Our local paper, the West County Times, is asking for people to comment on Bush's decision, back in 2003, to declassify certain information to justify the U.S. invasion of Iraq, apparently as a counter to Joseph Wilson's op ed piece pointing out that there was no evidence that Saddam Hussein's Iraq had been engaging in the sort of nuclear hanky-panky that the administration had claimed as such justification.
Given that the current administration has carried secrecy in government back up to the limits of paranoia, it would be inconsistent (shall I say hypocritical?) of me to condemn Bush for declassifying anything. Let us therefore praise the man for this act of openness, perhaps with a few faint damns.
Or shall we damn with faint praise? It seems that Bush declassified only that material which would support his decision to invade Iraq, but not that which would have counterindicated such an act. It would seem that a more courageous and praiseworthy act would have been to declassify everything.

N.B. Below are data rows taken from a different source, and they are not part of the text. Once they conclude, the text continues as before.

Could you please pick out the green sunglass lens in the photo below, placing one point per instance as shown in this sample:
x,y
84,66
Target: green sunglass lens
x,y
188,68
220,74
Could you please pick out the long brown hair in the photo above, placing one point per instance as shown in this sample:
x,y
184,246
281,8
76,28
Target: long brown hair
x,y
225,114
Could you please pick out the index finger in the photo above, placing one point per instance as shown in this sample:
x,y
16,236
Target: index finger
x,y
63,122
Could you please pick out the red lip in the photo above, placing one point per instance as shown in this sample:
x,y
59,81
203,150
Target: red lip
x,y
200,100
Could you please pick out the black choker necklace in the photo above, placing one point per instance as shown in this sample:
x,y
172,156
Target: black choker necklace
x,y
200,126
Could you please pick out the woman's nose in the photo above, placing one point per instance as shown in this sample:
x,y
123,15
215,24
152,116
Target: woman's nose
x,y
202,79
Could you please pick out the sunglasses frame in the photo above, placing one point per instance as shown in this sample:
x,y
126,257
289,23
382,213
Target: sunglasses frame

But maybe, you may protest, there was no evidence, at the time, to suggest that Iraq was not engaged in a nuclear buildup, in the development of biological weapons, in the readying of stocks of poison gas. Well, after the invasion we discovered that there was no nuclear program in Iraq, that there were no mobile bioweapons labs, that Iraq's sometime stocks of poison gas had been relegated to history. If we couldn't figure that out before the invasion – and look, guys, they weren't keeping this a deep, dark secret, but shouting it to the world! – then our intelligence services are in deep doo-doo, and we may as well surrender to the first micronation that comes along. But personally I don't believe that the CIA is that thoroughly incompetent, and if I'm correct in this then the president had to have had all the information he needed not to go to war. So what we end up with was a politically-motivated selective declassification of material, aimed at making a political point. And so I will not praise with faint damns, but damn with faint praise.